We have 2 urns with arbitrary no of balls.Now we can do two types of operations
Taking out equal balls from both urns .
Doubling ball in any urn.
Show that both the urns can be made empty by repeating operations finitely
I did it as
Let urns have m&n balls & m
Take out m-1 balls from both urns
Now double the remaining 1 ball.
Take out 1 ball from both urns.
Double the remaining 1 ball.....
When both urn came to situation where both urns have 1,1 ball.take out the balls & we are done.
But it is a guess method .I want a pure mathematical solution.
Thanks in advance.
Your method works just fine!
To make it into a rigorous mathematical proof you can use Induction to show that for any $n \geq 1$ if one urn has 1 ball left, and the other $n$, then you can solve the problem:
Base: $n=1$ now both urns have 1 ball, so empty both. Solved!

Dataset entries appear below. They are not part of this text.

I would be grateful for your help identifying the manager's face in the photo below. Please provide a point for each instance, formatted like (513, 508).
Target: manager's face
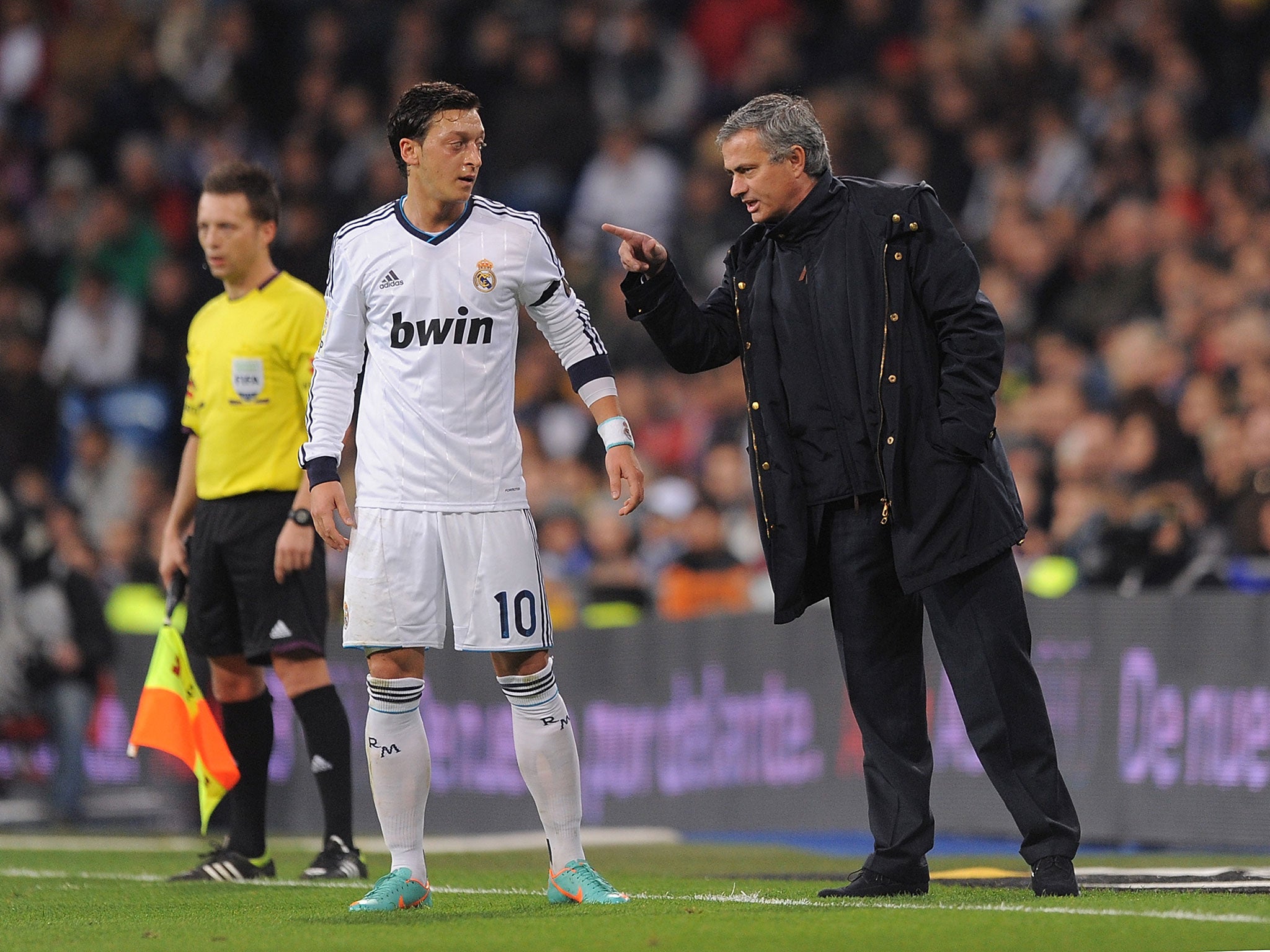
(770, 188)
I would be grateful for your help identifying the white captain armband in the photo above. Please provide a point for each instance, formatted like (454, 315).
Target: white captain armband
(616, 433)
(598, 387)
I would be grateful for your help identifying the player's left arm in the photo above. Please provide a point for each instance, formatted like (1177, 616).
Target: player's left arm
(566, 323)
(295, 546)
(620, 459)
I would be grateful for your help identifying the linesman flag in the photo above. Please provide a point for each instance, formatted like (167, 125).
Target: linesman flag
(174, 718)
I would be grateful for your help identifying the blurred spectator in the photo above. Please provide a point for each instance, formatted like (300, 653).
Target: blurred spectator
(54, 648)
(628, 180)
(706, 578)
(648, 75)
(22, 54)
(121, 242)
(64, 206)
(29, 407)
(100, 482)
(615, 586)
(94, 335)
(540, 133)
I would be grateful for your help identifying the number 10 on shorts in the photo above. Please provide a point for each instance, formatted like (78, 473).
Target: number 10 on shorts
(525, 610)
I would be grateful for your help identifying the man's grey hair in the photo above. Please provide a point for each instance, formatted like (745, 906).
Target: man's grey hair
(781, 122)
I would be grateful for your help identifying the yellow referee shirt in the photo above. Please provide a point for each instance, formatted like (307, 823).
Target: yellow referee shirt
(251, 363)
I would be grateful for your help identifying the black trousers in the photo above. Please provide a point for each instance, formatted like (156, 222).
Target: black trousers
(982, 633)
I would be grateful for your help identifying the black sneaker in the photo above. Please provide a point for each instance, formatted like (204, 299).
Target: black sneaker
(337, 861)
(866, 883)
(1054, 876)
(223, 865)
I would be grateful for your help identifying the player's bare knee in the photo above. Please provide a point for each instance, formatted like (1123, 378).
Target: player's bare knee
(301, 672)
(235, 679)
(518, 662)
(395, 663)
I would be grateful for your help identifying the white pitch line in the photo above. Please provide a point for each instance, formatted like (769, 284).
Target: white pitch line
(739, 896)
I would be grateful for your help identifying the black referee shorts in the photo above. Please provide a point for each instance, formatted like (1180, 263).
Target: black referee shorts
(235, 606)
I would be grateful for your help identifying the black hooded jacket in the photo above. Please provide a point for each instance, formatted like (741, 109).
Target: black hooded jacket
(895, 298)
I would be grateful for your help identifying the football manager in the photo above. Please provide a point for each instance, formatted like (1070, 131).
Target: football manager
(870, 361)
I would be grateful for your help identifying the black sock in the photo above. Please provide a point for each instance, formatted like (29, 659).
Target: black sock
(329, 741)
(249, 734)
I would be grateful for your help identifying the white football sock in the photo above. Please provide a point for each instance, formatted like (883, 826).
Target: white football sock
(548, 756)
(401, 765)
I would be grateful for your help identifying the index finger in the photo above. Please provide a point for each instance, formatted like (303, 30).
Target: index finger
(625, 234)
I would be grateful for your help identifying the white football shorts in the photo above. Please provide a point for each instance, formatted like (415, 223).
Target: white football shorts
(414, 576)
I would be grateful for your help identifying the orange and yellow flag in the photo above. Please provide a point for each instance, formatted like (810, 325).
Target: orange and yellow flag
(173, 718)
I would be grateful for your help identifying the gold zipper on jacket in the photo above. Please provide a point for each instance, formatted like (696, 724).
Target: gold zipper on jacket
(750, 413)
(882, 371)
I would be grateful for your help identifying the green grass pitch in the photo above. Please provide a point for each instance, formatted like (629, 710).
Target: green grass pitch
(698, 896)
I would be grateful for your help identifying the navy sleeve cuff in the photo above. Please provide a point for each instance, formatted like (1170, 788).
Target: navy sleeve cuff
(322, 469)
(590, 368)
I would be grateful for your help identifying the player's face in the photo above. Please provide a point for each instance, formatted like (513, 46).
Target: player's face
(770, 190)
(233, 240)
(448, 156)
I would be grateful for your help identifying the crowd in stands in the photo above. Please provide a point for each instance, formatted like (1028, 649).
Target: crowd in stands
(1109, 163)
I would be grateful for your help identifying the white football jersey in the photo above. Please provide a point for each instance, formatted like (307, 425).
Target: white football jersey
(435, 319)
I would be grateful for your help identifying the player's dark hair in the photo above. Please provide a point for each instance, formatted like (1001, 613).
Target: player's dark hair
(418, 107)
(249, 179)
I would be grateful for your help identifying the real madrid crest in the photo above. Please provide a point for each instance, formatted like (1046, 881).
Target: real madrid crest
(484, 277)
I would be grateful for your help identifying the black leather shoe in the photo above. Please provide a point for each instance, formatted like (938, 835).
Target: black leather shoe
(1054, 876)
(866, 883)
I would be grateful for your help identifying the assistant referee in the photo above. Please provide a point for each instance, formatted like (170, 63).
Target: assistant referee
(257, 570)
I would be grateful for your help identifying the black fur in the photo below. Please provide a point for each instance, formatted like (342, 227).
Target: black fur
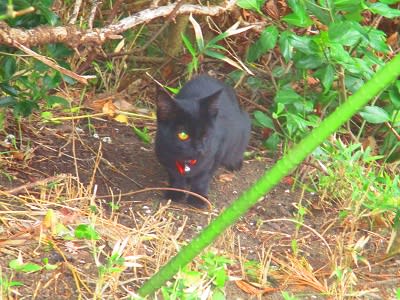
(218, 129)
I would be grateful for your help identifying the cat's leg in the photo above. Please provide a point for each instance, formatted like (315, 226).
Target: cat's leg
(199, 186)
(178, 182)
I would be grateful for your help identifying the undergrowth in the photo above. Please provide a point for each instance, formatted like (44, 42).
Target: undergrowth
(295, 67)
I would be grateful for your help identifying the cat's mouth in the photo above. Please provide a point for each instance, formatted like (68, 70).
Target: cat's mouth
(185, 166)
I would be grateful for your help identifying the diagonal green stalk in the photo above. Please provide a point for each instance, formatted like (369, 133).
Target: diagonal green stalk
(296, 155)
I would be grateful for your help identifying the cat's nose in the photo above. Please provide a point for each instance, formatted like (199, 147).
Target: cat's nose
(200, 148)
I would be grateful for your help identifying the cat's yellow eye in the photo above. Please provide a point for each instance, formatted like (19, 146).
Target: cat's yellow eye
(183, 136)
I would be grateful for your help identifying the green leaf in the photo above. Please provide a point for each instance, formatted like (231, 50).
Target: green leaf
(8, 89)
(374, 114)
(299, 17)
(285, 46)
(24, 108)
(7, 101)
(346, 33)
(383, 10)
(142, 134)
(389, 1)
(303, 61)
(52, 81)
(86, 232)
(9, 67)
(53, 101)
(267, 41)
(350, 6)
(58, 50)
(263, 120)
(189, 45)
(394, 96)
(272, 142)
(377, 40)
(46, 12)
(287, 96)
(251, 4)
(303, 43)
(214, 54)
(326, 75)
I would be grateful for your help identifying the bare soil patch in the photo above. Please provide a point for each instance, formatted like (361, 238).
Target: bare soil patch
(95, 164)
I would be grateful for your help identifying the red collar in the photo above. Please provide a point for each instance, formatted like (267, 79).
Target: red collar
(184, 166)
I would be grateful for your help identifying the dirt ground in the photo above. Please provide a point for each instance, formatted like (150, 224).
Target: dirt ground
(108, 158)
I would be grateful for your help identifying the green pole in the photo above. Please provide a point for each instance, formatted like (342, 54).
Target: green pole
(294, 157)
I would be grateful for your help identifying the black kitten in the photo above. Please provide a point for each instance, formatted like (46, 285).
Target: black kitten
(199, 130)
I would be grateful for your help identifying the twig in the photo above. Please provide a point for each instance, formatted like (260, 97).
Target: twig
(95, 4)
(145, 190)
(165, 25)
(75, 12)
(74, 36)
(51, 64)
(34, 184)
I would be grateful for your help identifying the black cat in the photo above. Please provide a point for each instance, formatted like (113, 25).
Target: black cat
(199, 130)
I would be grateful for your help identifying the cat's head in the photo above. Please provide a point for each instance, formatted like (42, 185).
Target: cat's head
(184, 124)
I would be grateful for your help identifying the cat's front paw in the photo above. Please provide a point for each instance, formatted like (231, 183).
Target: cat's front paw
(175, 196)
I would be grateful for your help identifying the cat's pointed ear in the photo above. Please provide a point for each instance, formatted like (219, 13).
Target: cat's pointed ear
(211, 103)
(166, 106)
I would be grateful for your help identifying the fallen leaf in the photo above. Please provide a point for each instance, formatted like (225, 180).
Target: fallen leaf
(252, 289)
(226, 177)
(288, 180)
(18, 155)
(393, 39)
(124, 105)
(121, 118)
(109, 108)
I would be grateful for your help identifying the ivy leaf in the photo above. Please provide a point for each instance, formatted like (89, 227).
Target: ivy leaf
(326, 75)
(142, 134)
(374, 114)
(299, 17)
(86, 232)
(55, 101)
(251, 4)
(266, 42)
(9, 67)
(383, 10)
(347, 33)
(285, 45)
(263, 120)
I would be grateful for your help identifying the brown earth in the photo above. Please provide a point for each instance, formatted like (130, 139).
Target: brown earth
(115, 161)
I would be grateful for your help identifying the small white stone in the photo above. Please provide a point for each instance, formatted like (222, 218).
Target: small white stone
(107, 140)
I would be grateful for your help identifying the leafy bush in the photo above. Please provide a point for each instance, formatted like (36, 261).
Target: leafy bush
(332, 59)
(25, 81)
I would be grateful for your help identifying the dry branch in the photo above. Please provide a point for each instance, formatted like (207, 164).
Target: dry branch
(74, 36)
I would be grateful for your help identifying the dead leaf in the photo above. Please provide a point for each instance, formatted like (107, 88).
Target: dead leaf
(67, 216)
(109, 108)
(393, 39)
(288, 180)
(98, 104)
(124, 105)
(252, 289)
(226, 177)
(18, 155)
(121, 118)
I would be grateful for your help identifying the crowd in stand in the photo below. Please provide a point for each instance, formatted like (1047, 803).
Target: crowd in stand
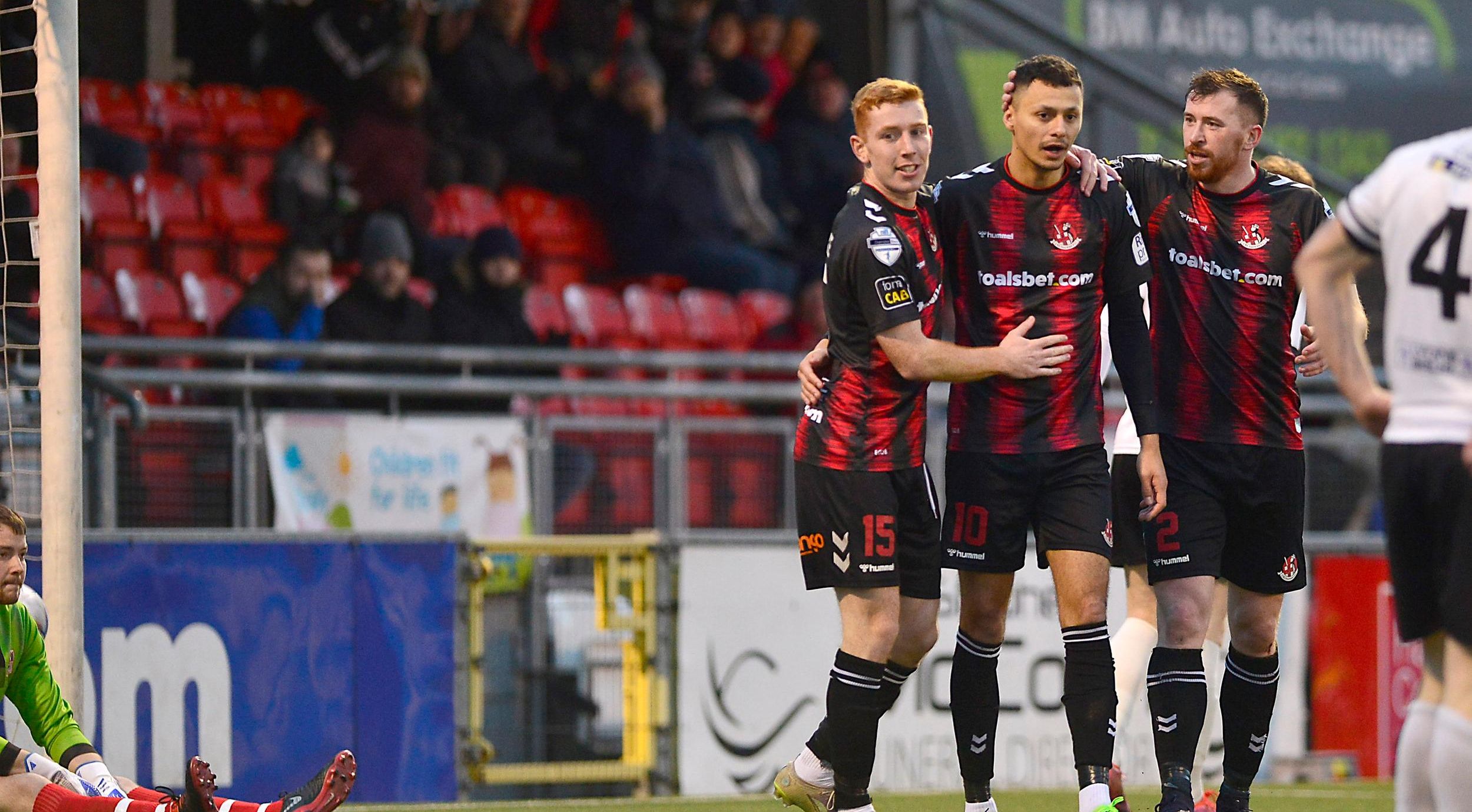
(708, 137)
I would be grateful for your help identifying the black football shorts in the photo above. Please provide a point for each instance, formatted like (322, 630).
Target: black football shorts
(1231, 512)
(1428, 526)
(993, 499)
(869, 529)
(1125, 495)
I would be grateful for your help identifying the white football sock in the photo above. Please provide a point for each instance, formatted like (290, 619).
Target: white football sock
(1450, 755)
(1414, 760)
(811, 770)
(1215, 661)
(1093, 796)
(1132, 646)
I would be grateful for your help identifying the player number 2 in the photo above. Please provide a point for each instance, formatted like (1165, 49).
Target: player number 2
(970, 524)
(1169, 524)
(882, 527)
(1447, 280)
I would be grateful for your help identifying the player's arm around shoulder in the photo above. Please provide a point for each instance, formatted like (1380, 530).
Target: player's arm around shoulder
(919, 358)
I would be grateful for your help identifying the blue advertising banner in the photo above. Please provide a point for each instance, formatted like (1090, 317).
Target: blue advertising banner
(267, 658)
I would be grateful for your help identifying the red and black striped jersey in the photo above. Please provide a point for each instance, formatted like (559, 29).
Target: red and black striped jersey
(1055, 253)
(1222, 300)
(884, 270)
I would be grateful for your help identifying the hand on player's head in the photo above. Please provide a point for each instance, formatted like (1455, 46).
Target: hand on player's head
(1034, 358)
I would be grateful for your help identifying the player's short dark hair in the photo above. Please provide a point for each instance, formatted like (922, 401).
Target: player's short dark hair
(1287, 168)
(1243, 87)
(12, 520)
(1049, 69)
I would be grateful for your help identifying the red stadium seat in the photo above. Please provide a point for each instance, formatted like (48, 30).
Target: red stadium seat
(713, 320)
(595, 315)
(252, 249)
(654, 317)
(286, 110)
(422, 290)
(99, 306)
(254, 155)
(543, 311)
(228, 201)
(464, 211)
(108, 104)
(764, 311)
(118, 244)
(189, 246)
(173, 108)
(560, 273)
(163, 198)
(210, 299)
(105, 198)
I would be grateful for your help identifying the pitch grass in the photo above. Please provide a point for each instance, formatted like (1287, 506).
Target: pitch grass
(1299, 798)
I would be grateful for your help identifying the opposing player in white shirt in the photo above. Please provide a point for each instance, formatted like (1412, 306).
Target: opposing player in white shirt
(1411, 218)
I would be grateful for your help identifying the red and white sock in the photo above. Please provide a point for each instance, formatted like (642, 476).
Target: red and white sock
(221, 804)
(57, 799)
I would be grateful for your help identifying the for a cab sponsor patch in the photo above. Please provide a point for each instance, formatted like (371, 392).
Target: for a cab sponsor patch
(884, 243)
(894, 291)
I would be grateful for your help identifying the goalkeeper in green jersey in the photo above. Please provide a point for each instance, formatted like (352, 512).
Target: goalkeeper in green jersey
(69, 775)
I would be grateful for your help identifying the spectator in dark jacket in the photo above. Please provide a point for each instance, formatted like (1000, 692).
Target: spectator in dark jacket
(663, 205)
(495, 83)
(483, 305)
(817, 164)
(310, 192)
(377, 306)
(286, 302)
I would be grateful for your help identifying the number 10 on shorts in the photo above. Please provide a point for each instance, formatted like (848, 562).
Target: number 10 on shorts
(970, 524)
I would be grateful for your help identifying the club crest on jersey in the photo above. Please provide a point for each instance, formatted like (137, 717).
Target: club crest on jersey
(1063, 237)
(884, 243)
(1253, 237)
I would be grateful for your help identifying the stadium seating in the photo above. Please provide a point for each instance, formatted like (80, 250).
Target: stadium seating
(595, 315)
(714, 320)
(464, 211)
(228, 201)
(210, 297)
(252, 247)
(655, 318)
(545, 312)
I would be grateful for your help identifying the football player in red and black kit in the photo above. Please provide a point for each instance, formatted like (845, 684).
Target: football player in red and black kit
(1020, 236)
(1222, 238)
(867, 515)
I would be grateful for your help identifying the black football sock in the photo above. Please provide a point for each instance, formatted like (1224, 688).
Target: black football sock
(975, 704)
(854, 707)
(896, 677)
(1176, 690)
(1088, 699)
(1249, 692)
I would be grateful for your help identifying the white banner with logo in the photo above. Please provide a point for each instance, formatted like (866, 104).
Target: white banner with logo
(755, 649)
(398, 474)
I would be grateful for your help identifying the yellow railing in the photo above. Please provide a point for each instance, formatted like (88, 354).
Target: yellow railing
(625, 568)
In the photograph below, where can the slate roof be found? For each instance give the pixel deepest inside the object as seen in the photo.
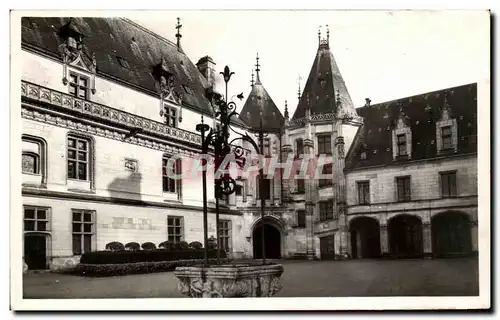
(323, 85)
(422, 112)
(113, 38)
(259, 99)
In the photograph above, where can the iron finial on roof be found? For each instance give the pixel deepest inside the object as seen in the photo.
(298, 90)
(286, 110)
(319, 35)
(257, 69)
(178, 26)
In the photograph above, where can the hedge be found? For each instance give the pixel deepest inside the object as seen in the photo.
(148, 246)
(115, 246)
(122, 269)
(157, 255)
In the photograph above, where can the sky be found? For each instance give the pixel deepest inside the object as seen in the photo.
(382, 55)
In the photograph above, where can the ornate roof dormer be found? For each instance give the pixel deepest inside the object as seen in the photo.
(287, 116)
(165, 79)
(323, 85)
(259, 111)
(72, 53)
(178, 35)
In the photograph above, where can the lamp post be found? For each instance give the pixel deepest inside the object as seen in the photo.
(217, 142)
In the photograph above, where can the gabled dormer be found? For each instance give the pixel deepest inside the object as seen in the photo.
(79, 69)
(401, 137)
(446, 130)
(170, 99)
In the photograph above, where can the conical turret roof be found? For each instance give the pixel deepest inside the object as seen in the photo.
(325, 87)
(260, 112)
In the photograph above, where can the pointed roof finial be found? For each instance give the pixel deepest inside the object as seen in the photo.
(178, 26)
(298, 90)
(319, 35)
(257, 69)
(286, 110)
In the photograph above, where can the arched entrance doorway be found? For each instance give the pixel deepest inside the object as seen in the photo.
(365, 237)
(405, 236)
(451, 234)
(272, 239)
(35, 251)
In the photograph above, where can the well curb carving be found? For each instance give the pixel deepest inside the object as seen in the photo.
(230, 280)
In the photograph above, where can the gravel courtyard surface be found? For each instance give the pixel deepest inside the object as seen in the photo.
(440, 277)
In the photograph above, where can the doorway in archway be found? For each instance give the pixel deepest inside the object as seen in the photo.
(272, 240)
(405, 236)
(451, 234)
(35, 251)
(365, 238)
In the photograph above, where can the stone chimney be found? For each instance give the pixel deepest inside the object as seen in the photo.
(206, 66)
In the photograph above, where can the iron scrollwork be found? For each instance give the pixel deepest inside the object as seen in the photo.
(218, 141)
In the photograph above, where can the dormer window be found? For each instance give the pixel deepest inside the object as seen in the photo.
(402, 145)
(78, 85)
(446, 138)
(446, 130)
(171, 116)
(72, 43)
(299, 143)
(401, 138)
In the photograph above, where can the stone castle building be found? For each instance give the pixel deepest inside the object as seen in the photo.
(105, 103)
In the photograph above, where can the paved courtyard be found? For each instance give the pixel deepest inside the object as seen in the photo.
(446, 277)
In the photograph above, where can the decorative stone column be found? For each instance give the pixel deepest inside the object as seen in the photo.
(474, 237)
(384, 241)
(427, 239)
(340, 192)
(309, 204)
(286, 153)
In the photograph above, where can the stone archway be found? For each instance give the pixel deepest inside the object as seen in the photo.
(451, 234)
(405, 236)
(365, 237)
(272, 233)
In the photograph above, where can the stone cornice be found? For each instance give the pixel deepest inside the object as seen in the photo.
(35, 192)
(324, 118)
(109, 122)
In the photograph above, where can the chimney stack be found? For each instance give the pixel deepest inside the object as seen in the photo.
(206, 66)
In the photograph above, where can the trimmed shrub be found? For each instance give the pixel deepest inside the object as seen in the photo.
(195, 245)
(116, 257)
(183, 245)
(148, 246)
(109, 270)
(115, 246)
(133, 246)
(166, 245)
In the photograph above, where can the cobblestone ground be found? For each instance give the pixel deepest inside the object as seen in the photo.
(444, 277)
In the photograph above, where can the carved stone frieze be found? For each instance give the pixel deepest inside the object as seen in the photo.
(63, 122)
(68, 102)
(230, 281)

Step: If one urn has 1 ball and the other $n+1$, then double the 1 ball, and then remove 1 ball from both, so you end up with 1 ball in one urn, and $n$ in the other. By inductive hypothesis we can solve that problem, so we can therefore also solve the $(1,n+1)$ problem.
That completes the induction. So now we can prove that the problem is solvable for any $(m,n)$:
If $m=n$ then remove $m=n$ balls from both urns. Solved!
Otherwise $m>n$ or $n<m$. By symmetry we just have to show one case, so suppose $m>n$. Then $m=n+k$ for some non-zero $k$. Then remove $n-1$ balls from both urns, so you end up with $(k+1,1)$, which we earlier showed to be solvable.
So yes, this follows the exact method you did, but spelled out a bit more rigorously, so it is more acceptable as a proof.